Wednesday, May 17, 2017

Veteran NZ publisher announces retirement

Graham Stewart writes:
We have decided after over 30 years of publishing New Zealand books under the Grantham House imprint to fold the tent… The printer’s ink running through my veins is starting to thin and as I am going to be nearer 90 than 80 in a few month’s – it is time to lay down pen and paper.

Eighteen months ago my wife Annie suddenly became visually impaired, she now has only 5-per-cent of vision.  Then six months ago we were trashed in the 7.8 earthquake on 14 November and had to live in a temporary apartment while remedial work was undertaken.  Before the earthquake I used to joke that living on Level Eleven was near to heaven at One Market Lane... it just about happened!

We have been fortunate over the years to have had the services of many well-known marketing people in the book trade; in more recent years, the Books R Us team led by Murray Brown, Julie Balfour and the on-road guru’s, Gary Shannon. Dennis Morgan, and Jeremy Bliss of South Island fame; all ably supported by the warehousing and distributing of David Bateman, thanks to Paul Parkinson.  From an editorial view point, our first editor Anna Rogers set the tone of the House.  

Of course I have witnessed many changes over the decades in the book world which has been both challenging and simulating – even remembering the old Office Supplies retail outlet on the corner of Hastings and Tennyson Streets, Napier, magically becoming Beattie and Forbes Booksellers – and when they kindly did a window display on my first published book in 1973 by Reeds.

I will certainly remain an avid reader of Beattie’s Book Blog which has been most supportive of Grantham House titles over the years – so a special thank you to you Graham.

Photo shows Graham at Motat when he was the guest of honour at a function that commemorated the running of the last tram through the streets of Auckland 60 years ago last December. 

 Graham Stewart MNZM

Graham Stewart MNZM, is a photographer, writer and book publisher who has been recording New Zealand’s history since the early 1950s. His career in publishing extends over 60 years.
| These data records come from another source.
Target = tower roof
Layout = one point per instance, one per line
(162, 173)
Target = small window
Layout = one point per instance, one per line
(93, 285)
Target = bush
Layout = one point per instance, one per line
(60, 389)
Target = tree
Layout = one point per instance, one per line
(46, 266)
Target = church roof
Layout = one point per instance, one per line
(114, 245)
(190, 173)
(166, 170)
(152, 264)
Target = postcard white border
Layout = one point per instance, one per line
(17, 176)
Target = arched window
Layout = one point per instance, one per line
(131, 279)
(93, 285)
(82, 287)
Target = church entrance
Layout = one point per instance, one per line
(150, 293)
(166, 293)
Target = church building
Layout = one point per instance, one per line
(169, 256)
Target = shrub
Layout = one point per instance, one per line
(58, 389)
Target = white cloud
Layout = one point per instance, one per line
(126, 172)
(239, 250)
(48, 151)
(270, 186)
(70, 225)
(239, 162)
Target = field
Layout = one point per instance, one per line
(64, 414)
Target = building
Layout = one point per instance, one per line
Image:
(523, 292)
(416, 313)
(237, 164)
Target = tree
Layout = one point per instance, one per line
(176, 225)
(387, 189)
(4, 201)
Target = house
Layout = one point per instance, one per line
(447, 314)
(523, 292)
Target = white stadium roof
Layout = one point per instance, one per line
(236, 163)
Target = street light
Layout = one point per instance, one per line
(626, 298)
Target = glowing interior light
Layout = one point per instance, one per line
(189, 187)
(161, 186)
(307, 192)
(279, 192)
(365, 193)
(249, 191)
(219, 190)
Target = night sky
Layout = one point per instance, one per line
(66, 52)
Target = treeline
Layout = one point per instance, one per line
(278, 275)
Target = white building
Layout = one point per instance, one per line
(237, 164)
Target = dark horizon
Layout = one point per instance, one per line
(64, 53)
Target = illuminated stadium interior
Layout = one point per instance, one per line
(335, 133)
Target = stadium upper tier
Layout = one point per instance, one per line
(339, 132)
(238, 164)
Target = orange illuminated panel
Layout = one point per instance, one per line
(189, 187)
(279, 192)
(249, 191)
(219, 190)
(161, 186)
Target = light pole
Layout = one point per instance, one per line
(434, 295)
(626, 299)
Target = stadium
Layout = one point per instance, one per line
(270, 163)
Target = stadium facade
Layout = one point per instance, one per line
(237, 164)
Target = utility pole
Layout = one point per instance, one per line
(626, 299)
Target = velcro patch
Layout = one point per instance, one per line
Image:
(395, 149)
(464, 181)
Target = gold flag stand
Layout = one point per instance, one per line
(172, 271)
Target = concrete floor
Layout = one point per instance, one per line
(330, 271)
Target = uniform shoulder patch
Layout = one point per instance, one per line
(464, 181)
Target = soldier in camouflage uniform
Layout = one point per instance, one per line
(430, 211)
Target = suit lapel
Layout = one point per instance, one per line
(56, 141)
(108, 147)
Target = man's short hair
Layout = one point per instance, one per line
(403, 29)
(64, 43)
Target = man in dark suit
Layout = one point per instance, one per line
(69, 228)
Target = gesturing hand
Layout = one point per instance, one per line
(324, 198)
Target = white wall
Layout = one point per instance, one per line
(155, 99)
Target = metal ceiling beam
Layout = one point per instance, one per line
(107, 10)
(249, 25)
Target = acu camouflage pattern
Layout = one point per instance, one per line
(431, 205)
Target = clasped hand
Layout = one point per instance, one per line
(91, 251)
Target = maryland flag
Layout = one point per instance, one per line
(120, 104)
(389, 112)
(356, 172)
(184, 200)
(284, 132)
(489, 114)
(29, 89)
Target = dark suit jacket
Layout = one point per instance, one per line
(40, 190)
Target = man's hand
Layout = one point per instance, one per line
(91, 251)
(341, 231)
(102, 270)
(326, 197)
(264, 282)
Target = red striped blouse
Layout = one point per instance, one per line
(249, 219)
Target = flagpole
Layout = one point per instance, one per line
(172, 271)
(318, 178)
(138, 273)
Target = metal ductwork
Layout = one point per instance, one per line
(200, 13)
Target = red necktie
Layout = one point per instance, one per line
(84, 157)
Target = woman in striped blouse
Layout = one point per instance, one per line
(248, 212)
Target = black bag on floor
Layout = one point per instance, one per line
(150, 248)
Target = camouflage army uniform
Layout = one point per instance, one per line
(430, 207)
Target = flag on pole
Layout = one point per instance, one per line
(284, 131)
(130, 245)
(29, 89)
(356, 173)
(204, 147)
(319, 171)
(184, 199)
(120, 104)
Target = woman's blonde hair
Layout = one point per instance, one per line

Graham’s first job was as a photo-journalist with the New Zealand Herald and The Weekly News. He covered the 1951 waterfront strike; Ed Hillary’s wedding in September 1953, travelled in royal cavalcades with the Queen (1953), the Queen Mother (1958). Other assignments included the tragic Tangiwai railway disaster in 1953, the famous Springbok tour in 1956; the construction of the Auckland Harbour Bridge, he was in the co-pilot’s seat when Freddie Ladd, an Auckland personality in the 1950s, flew illegally under the Auckland Harbour Bridge. He rode horse back with back country folk in the heart of the South Island when doing photo essays for the Weekly News – a few highlights from his early years. 
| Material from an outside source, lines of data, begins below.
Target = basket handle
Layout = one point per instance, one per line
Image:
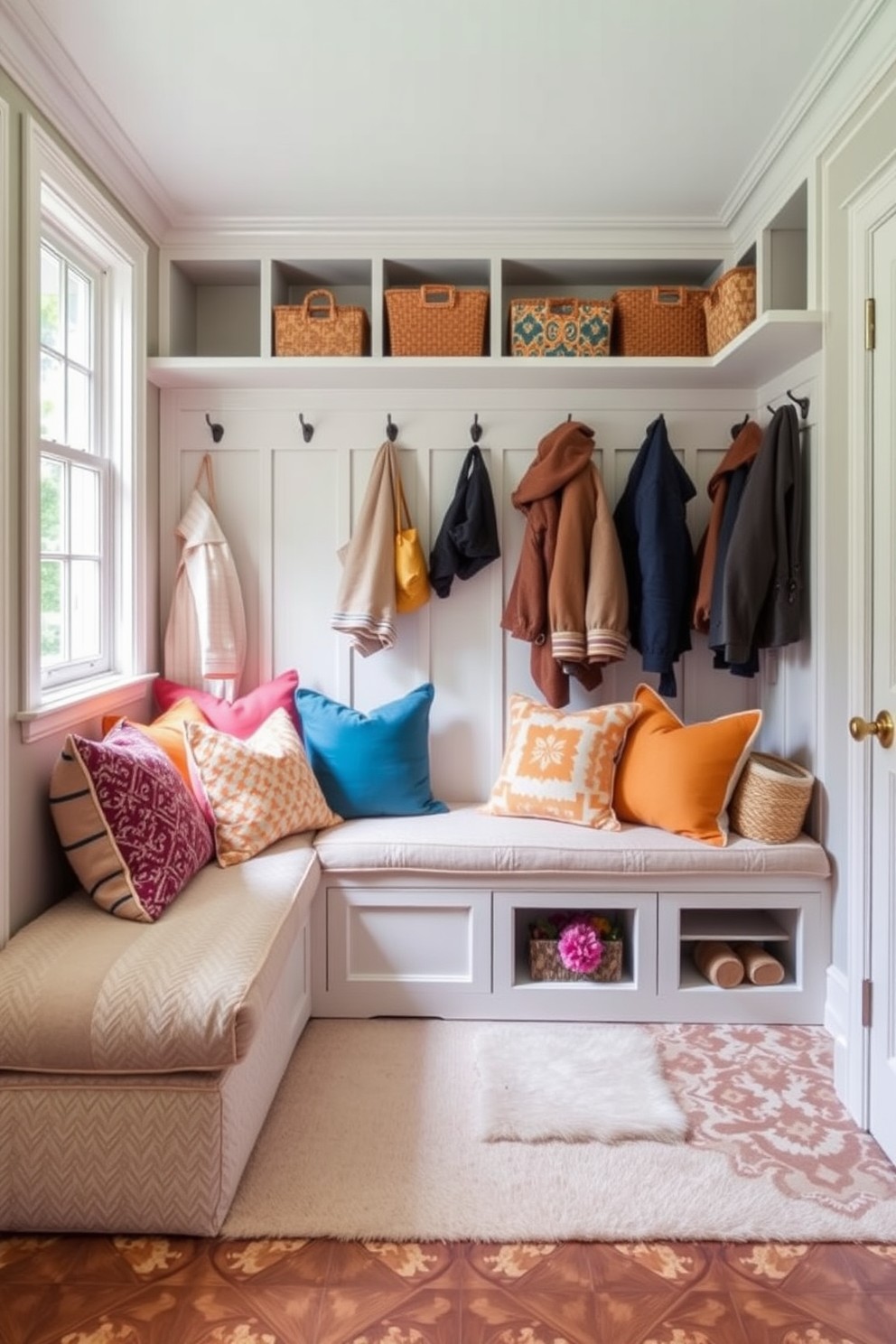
(568, 307)
(438, 294)
(669, 296)
(320, 305)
He was a staff photographer for the Napier Daily Telegraph from 1959 to 1964, returning to Auckland to become the illustrations editor of the New Zealand Herald.

His first book, The End of the Penny Section, became the best-selling New Zealand book when published in 1973.

He came to Wellington in January 1975 as an executive director for the old publishing house of A.H. & A.W. Reed – once a household name in New Zealand publishing.

Over the years, his own imprint, Grantham House (establshed1985), has published a wide range of books on subjects as varied as a clairvoyant’s life to rugby trivia.

Graham has designed histories for Wellington based institutions including Wellington College, Scots College, Wellesley College, Marsden School, the Royal Wellington Golf Club, the Wellington Club; and Corporate histories for prominent New Zealand companies.

Away from publishing, he has served as a trustee on the boards of three charities; Ronald McDonald House (1995-2001), The New Zealand Centre for Photography (1994-2005), and was a trustee of the Wellington City Mission Anglican Trust Board (1986-1999), chairman (1991- 1994).

He was acknowledged by the Department of Conservation as the prime mover in 1956 to establish the first transport museum in New Zealand.  He was a founder of the Museum of Transport and Technology at Western Springs, Auckland.

He became a member of the New Zealand Order of Merit in 2011 for services to historical research and photography.
In October 2011 he was awarded the Absolutely Positive Wellingtonian Award by the Wellington City Council.
In October 2013, the Mayor of Wellington presented him with the National Press Club’s Lifetime Achievement Award.
He is the author of 22 historical books.
We wish all the very best for your retirement Graham.